In Lucas 24:13 t/m 36 lezen we een verhaal waarin twee leerlingen van Jezus na zijn kruisiging op weggaan naar huis. Ze zijn druk in gesprek over wat er zich in Jeruzalem heeft afgespeeld de laatste dagen als Jezus naast hen komt lopen. Maar herkennen ze hem? Er staat dat hun blik vertroebeld werd zodat ze hem niet herkenden. Opmerkelijk, maar aan de andere kant ook weer heel gewoon. Hoe vaak herkennen wij Jezus eigenlijk wanneer die met ons meeloopt?

Jezus vraagt hen waar ze het over hebben en wat er gebeurd is. Alsof hij het helemaal niet weet. Ze zijn daar stomverbaasd over. Zo verbaasd dat ze hem alles gaan uitleggen. Inclusief de gebeurtenissen van die ochtend, namelijk dat er vrouwen waren geweest die engelen hadden gezien die zeiden dat Jezus leeft. En dat ze toen waren gaan kijken en het zo aantroffen zoals de vrouwen hadden gezegd. Maar eigenlijk geloofden ze het nog steeds niet. Jezus verwijt hen dat en begint hen uit te leggen wat er in de bijbel over geschreven staat.
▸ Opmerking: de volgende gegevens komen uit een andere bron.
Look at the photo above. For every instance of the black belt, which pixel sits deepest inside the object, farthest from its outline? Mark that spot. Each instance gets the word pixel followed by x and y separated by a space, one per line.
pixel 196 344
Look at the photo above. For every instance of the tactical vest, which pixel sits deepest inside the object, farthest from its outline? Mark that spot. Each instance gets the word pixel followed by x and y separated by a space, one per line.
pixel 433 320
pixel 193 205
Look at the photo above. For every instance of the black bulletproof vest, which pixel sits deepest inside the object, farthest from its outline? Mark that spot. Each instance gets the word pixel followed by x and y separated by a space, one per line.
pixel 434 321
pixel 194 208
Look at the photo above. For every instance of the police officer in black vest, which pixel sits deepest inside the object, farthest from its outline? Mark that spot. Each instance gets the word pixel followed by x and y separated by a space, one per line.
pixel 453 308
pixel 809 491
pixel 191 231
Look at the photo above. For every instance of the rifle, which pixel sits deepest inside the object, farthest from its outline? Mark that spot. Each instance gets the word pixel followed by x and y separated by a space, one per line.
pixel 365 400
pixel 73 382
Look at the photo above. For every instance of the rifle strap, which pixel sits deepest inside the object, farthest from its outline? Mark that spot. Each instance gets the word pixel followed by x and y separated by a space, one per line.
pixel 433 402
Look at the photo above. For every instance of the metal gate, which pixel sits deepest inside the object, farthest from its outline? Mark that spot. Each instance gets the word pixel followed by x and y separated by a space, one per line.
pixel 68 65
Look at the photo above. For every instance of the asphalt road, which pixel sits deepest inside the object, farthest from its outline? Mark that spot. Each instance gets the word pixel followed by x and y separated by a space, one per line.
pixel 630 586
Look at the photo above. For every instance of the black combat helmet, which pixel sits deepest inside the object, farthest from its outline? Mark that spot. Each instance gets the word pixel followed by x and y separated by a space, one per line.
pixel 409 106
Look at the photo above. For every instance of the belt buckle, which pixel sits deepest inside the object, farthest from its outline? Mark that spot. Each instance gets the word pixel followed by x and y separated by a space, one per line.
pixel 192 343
Dan zijn ze bijna thuis en wil Jezus verder gaan, maar ze dringen aan dat hij bij hen blijft en dat doet hij. Ze gaan samen eten en zodra Jezus het brood breekt herkennen ze hem. Dan is Jezus verdwenen en haasten zij zich terug naar Jeruzalem. Ze snappen eindelijk dat Jezus werkelijk is opgestaan en dat hij bij hen was. Als ze dat aan het vertellen zijn, is Jezus opeens in hun midden en zien alle leerlingen hem.
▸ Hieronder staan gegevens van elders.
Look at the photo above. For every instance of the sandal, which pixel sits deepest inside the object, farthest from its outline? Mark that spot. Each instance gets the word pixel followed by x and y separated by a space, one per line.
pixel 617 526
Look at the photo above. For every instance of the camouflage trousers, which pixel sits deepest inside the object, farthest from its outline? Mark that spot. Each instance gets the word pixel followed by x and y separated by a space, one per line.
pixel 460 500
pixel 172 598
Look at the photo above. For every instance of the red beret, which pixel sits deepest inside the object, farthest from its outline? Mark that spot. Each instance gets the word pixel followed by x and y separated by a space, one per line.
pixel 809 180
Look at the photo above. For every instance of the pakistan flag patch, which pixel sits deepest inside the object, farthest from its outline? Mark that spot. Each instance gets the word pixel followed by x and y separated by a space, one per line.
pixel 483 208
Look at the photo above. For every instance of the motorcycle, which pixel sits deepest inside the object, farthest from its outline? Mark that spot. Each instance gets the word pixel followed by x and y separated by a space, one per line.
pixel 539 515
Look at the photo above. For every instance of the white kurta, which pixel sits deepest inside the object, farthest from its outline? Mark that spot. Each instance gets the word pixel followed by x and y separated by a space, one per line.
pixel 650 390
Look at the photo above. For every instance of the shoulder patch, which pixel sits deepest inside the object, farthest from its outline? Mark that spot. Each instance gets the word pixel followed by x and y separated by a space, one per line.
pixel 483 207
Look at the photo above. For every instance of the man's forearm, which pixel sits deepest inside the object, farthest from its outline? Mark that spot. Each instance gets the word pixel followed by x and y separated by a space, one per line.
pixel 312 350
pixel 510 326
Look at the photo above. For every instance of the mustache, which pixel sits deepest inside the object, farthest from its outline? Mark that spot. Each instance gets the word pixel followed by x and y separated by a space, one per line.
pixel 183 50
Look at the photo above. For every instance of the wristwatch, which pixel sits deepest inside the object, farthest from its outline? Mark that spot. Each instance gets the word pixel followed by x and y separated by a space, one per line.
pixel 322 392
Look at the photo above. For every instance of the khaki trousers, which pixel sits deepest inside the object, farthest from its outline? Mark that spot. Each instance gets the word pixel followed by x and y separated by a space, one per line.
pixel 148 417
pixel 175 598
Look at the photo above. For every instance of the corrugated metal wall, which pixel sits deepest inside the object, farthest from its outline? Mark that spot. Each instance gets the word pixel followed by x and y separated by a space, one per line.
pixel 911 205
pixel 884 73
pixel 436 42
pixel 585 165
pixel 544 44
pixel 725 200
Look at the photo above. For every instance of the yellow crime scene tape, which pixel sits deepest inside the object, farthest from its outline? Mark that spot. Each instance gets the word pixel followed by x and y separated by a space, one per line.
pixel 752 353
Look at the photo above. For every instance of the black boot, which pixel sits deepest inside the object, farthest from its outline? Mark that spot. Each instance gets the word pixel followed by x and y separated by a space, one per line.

Wanneer herkennen wij Jezus? Voor ons is het net als voor die leerlingen niet genoeg dat we (denken te) begrijpen wat de bijbel zegt. Het heeft alles met ervaring te maken. Het spreken van iemand draagt daaraan bij, maar uiteindelijk herkennen we Jezus in ons leven pas wanneer we met hem eten. Nodig jij hem uit? Kun je dan ook door het lijden van de wereld heen zien dat hij er is? Dat lijden is namelijk al lang voorzegd. Het hoort erbij, maar is niet, nooit het eind. Laten wij ook eten met mensen en hen de mogelijkheid geven Jezus in ons te herkennen.

Hemelvaart

Markus 9: 14-24 gaat over een vader die zijn zoon (met een vallende ziekte) bij Jezus brengt om genezen te worden. Handelingen 1: 6-11 over de hemelvaart van Jezus.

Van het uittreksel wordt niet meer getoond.